Metric to sort results by. Selected Metric will be displayed in the first row. If not specified metrics will be sorted by the first element of metric_keys. If metric_keys is not specified it will default to the first metric found on the first ScoreCard, by default None

None
dataframe bool

Whether it should return a pd.DataFrame or a str, by default True

True

Returns:

Type Description
Union[DataFrame, str]

A comparison table, either in pd.DataFrame or string format.

krisi.evaluate.score

score

score(y: Targets, predictions: Predictions, probabilities: Optional[Probabilities] = None, sample_weight: Optional[Weights] = None, model_name: Optional[str] = None, dataset_name: Optional[str] = None, project_name: Optional[str] = None, default_metrics: Optional[Union[List[Metric], Metric]] = None, custom_metrics: Optional[Union[List[Metric], Metric]] = None, dataset_type: Optional[Union[DatasetType, str]] = None, sample_type: Union[str, SampleTypes] = SampleTypes.outofsample, calculation: Union[Calculation, str] = Calculation.single, rolling_args: Optional[Dict[str, Any]] = None, raise_exceptions: bool = False, benchmark_models: Optional[Union[Model, List[Model]]] = None, num_benchmark_iter: int = 100, **kwargs) -> ScoreCard

Creates a ScoreCard based on the passed in arguments, evaluates and then returns the ScoreCard.

Parameters:

Name Type Description Default
y Targets

True Targets to which the metrics are evaluated to.

required
predictions Predictions

The single point predictions to which the metrics are evaluated to.

required
model_name Optional[str]

The name of the model that the predictions were generated by. Used for identifying scorecards.

None
dataset_name Optional[str]

The name of the dataset from which the y (targets) orginate from. Used for reporting.

None
project_name Optional[str]

The name of the project. Used for reporting and saving to a directory (eg.: multiple scorecards)

None
default_metrics Optional[Union[List[Metric], Metric]]

Default metrics that get evaluated. See library.

None
custom_metrics Optional[Union[List[Metric], Metric]]

Custom metrics that get evaluated. If specified it will evaluate these after default_metric See library.

None
dataset_type Optional[Union[DatasetType, str]]

Whether the task was a binar/multi-label classifiction of regression.
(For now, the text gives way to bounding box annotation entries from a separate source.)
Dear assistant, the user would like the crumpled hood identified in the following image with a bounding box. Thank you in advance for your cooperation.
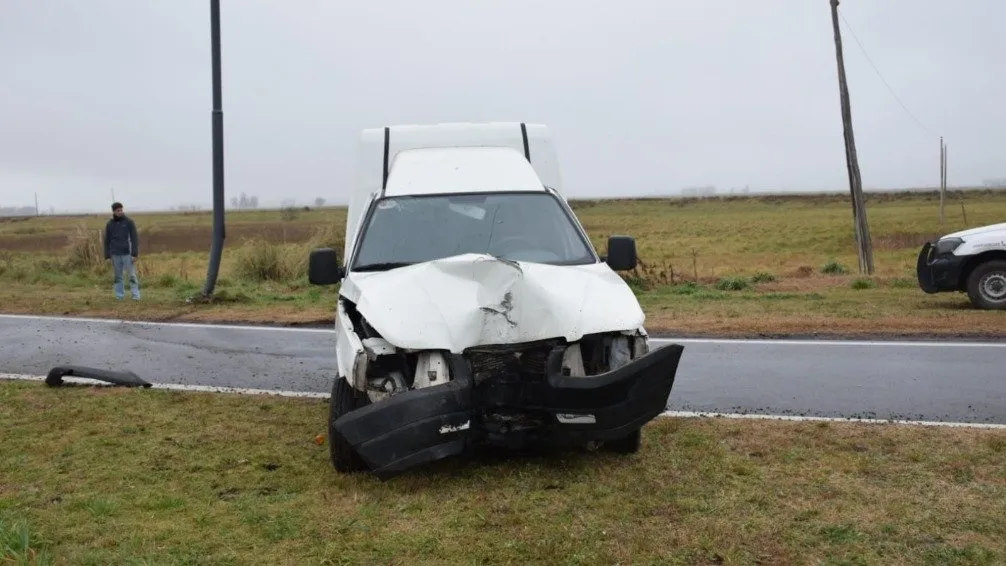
[940,222,1006,239]
[341,254,644,353]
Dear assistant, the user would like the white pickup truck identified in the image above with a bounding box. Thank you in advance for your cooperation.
[916,223,1006,309]
[309,123,683,478]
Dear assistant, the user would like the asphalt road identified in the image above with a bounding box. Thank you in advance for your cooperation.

If set to None it will infer from the target.

None
sample_type Union[str, SampleTypes]

Whether we should evaluate it on insample or out of sample.

- `SampleTypes.outofsample`
- `SampleTypes.insample`
outofsample
calculation Union[Calculation, str]

Whether it should evaluate Metrics on a rolling basis or on the whole prediction or both, by default Calculation.single

- `Calculation.single`
- `Calculation.rolling`
- `Calculation.both`
single
rolling_args Dict[str, Any]

Arguments to be passed onto pd.DataFrame.rolling. Default:

  • The window size of the rolling metric evaluation. If None evaluation over time will be on expanding window basis, by default len(dataset)//100.
  • The step size of the rolling metric evaluation, by default len(dataset)//100.
None

Returns:

Type Description
ScoreCard

The ScoreCard Evaluated

Raises:

Type Description
ValueError

If Calculation type is incorrectly specified.